I’m still using pfsense and considered switching over to opnsense but I found out it doesn’t have something similar to pfblocker.
I understood some of those words. It make network go?
It make network go very good.
Second OPNsense. pfSense also is maintained by some pretty shitty individuals.
Why “shitty individuals”?
https://web.archive.org/web/20160314132836/http://www.opnsense.com/
This was the website that pfsense maintainers made as soon as OPNsense was announced. They sniped the name, derided the project and only ended up handing over the domain after they were legally compelled to.

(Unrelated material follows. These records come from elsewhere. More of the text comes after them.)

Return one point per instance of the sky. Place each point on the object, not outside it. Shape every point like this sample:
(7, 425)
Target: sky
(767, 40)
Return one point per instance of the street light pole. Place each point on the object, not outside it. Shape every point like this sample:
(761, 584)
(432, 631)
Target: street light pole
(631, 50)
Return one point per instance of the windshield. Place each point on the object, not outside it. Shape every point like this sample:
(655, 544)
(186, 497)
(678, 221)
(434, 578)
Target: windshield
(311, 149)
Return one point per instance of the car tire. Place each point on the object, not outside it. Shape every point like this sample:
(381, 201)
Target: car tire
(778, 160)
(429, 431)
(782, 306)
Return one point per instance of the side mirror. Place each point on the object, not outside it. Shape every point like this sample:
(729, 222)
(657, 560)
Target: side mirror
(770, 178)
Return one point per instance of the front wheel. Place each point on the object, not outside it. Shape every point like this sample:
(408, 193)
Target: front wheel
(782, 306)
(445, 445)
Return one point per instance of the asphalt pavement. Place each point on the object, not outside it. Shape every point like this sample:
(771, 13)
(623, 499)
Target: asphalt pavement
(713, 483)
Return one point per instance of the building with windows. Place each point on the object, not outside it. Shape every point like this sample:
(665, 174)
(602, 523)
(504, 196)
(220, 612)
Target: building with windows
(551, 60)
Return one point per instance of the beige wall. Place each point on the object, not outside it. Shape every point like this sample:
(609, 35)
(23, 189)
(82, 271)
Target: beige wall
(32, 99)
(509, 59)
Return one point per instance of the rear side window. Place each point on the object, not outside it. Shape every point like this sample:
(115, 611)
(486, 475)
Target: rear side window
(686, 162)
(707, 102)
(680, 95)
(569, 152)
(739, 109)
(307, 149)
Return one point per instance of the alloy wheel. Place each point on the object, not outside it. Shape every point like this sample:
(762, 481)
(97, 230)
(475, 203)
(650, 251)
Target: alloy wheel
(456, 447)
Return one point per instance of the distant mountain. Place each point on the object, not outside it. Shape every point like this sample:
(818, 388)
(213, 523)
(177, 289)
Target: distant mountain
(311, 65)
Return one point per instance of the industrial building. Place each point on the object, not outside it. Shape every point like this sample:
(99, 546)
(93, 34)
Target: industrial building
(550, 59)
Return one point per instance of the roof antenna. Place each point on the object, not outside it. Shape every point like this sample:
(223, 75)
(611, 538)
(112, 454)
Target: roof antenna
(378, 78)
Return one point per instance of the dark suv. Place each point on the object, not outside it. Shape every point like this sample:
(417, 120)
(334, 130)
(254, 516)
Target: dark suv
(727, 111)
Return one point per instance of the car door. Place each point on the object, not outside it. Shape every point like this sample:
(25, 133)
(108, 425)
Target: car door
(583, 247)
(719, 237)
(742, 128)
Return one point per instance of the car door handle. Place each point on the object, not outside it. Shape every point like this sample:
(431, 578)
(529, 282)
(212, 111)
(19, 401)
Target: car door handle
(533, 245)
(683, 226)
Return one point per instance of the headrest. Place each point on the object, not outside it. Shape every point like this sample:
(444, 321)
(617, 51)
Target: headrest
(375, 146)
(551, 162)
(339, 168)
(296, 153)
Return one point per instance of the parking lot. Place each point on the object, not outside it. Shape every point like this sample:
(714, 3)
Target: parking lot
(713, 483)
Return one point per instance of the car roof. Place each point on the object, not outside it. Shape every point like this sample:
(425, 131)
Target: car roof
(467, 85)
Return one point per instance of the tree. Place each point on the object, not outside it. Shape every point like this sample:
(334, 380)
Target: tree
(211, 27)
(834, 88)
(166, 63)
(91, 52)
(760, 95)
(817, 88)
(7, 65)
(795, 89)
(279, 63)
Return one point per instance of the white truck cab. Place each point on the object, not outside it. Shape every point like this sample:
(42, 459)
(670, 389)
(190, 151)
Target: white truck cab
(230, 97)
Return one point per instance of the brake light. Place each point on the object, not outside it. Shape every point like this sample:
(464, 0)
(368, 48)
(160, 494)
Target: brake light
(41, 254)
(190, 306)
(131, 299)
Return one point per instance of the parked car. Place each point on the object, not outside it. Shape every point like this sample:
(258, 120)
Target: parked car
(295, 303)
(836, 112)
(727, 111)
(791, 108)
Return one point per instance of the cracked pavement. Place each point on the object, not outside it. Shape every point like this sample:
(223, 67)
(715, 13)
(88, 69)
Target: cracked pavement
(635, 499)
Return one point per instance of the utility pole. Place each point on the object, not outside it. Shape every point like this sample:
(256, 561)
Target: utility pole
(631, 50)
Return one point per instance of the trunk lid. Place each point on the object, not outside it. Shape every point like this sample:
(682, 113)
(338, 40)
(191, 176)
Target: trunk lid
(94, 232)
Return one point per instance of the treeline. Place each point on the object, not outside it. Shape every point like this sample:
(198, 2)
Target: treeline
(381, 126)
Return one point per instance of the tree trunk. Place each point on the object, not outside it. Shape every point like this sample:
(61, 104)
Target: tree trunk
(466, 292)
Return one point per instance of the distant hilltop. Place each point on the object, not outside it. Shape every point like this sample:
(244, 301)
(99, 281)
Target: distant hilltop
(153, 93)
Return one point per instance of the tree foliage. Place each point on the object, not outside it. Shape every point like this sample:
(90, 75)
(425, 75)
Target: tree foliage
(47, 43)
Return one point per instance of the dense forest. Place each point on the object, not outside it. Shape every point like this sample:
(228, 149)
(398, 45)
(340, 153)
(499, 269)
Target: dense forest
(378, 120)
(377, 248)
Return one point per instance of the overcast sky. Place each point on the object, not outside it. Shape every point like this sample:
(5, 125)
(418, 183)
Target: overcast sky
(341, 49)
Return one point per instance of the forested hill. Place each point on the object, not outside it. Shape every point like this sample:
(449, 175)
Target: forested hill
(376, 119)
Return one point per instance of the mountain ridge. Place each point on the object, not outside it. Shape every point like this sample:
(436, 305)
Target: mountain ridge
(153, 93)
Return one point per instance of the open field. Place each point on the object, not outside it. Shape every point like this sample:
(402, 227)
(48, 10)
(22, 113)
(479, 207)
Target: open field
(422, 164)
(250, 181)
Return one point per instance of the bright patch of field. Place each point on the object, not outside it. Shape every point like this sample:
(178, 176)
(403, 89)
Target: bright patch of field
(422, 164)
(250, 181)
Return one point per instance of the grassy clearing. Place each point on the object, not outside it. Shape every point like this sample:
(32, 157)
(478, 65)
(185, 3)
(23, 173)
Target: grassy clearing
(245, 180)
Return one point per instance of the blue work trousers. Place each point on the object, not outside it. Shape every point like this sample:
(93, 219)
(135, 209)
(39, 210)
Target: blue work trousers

One person affiliated with Netgate in particular can be seen around forums and social media and has serious axes to grind. He’s… not pleasant.
Add to that Netgate’s practices (IIRC secret proprietary blob required to build pfsense, double-check that fact / unremovable installation tracking) and the picture painted is one of petulance and anger.
[edit] oh yeah, and this gem! https://arstechnica.com/gadgets/2021/03/buffer-overruns-license-violations-and-bad-code-freebsd-13s-close-call/
Yeah I hinted at it but didn’t feel like going into it. It’s why I switched though, and happily I found OPNsense to just be better anyway.
Can you list or summarize some of the other reasons?
Eh, I’ve forgotten a lot of the details and it’s drama that I don’t care to relearn about. Easy to find online with some basic searching if you want to read about it.
https://lemmy.sdf.org/comment/15885125
Thanks for that info, @[email protected]
How many NICs do you have on your opnsense machine?
It’s a VM so technically none I guess, but my hypervisor hosts have a 4 port gigabit card and a 10 gig fiber card, plus another gigabit port on the motherboard.
OPNsense is using 6 interfaces, 2 WAN and 4 LAN, but it’s all virtualized.
Went to try pfSense. Need to register to their shop to buy a free download link.
Then during installation it won’t install unless it can phone home and report.
OpnSense all the way.
That’s new, it didn’t used to do that back in the days when I used it but that was a couple years ago. Sounds like it’s just getting worse.